Hence, calculating the left hand side of equation (3) for the points \[\alpha {z_1} + \beta ,\alpha {z_2} + \beta ,\alpha {z_3} + \beta \], we get:

\[LHS = \dfrac{{(\alpha {z_2} + \beta ) - (\alpha {z_1} + \beta )}}{{(\alpha {z_1} + \beta ) - (\alpha {z_3} + \beta )}}\]

\[LHS = \dfrac{{\alpha {z_2} + \beta - \alpha {z_1} - \beta }}{{\alpha {z_1} + \beta - \alpha {z_3} - \beta }}\]

Cancelling \[\beta \], we get:

\[LHS = \dfrac{{\alpha {z_2} - \alpha {z_1}}}{{\alpha {z_1} - \alpha {z_3}}}\]

Taking \[\alpha \] as a common term and cancelling it, we get:

\[LHS = \dfrac{{{z_2} - {z_1}}}{{{z_1} - {z_3}}}\]

Calculating the right hand side of equation (3) for the points \[\alpha {z_1} + \beta ,\alpha {z_2} + \beta ,\alpha {z_3} + \beta \], we get:

\[RHS = \dfrac{{(\alpha {z_3} + \beta ) - (\alpha {z_1} + \beta )}}{{(\alpha {z_2} + \beta ) - (\alpha {z_3} + \beta )}}\]

\[RHS = \dfrac{{\alpha {z_3} + \beta - \alpha {z_1} - \beta }}{{\alpha {z_2} + \beta - \alpha {z_3} - \beta }}\]

Cancelling \[\beta \], we get:

\[RHS = \dfrac{{\alpha {z_3} - \alpha {z_1}}}{{\alpha {z_2} - \alpha {z_3}}}\]

Taking \[\alpha \] as a common term and cancelling it, we get:

\[LHS = \dfrac{{{z_3} - {z_1}}}{{{z_2} - {z_3}}}\]

From equation (3), we have:

LHS=RHS

Hence,

\[\dfrac{{(\alpha {z_2} + \beta ) - (\alpha {z_1} + \beta )}}{{(\alpha {z_1} + \beta ) - (\alpha {z_3} + \beta )}} = \dfrac{{(\alpha {z_3} + \beta ) - (\alpha {z_1} + \beta )}}{{(\alpha {z_2} + \beta ) - (\alpha {z_3} + \beta )}}\]

Hence, the points \[\alpha {z_1} + \beta ,\alpha {z_2} + \beta ,\alpha {z_3} + \beta \] form an equilateral triangle.

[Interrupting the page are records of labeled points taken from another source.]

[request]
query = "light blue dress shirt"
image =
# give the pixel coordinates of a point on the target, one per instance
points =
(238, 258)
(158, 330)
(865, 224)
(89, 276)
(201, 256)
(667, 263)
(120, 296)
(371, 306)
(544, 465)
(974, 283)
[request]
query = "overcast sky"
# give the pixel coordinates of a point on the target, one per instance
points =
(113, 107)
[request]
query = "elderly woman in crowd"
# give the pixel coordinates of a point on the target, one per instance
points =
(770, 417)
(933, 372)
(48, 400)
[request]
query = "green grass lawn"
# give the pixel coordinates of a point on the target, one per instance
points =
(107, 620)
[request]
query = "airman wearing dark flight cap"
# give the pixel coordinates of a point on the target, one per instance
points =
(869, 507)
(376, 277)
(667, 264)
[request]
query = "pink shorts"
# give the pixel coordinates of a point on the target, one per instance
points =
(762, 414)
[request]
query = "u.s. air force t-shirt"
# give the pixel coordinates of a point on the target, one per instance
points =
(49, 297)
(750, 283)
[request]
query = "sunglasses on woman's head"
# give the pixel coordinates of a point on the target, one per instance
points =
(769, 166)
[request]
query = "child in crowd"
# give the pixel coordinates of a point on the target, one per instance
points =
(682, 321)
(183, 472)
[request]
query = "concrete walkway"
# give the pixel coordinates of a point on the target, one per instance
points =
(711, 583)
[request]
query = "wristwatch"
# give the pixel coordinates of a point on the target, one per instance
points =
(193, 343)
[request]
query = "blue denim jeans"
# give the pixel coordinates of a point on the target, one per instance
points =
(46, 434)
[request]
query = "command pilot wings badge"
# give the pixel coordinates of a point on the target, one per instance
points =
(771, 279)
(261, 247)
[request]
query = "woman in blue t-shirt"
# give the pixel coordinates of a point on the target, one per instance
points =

Hence, option (a) is the correct answer.


Note: For an equilateral triangle, all the three sides are equal, so you can also use the condition \[\left| {{z_2} - {z_1}} \right| = \left| {{z_2} - {z_3}} \right| = \left| {{z_1} - {z_3}} \right|\] to prove that the points \[\alpha {z_1} + \beta ,\alpha {z_2} + \beta ,\alpha {z_3} + \beta \] form an equilateral triangle.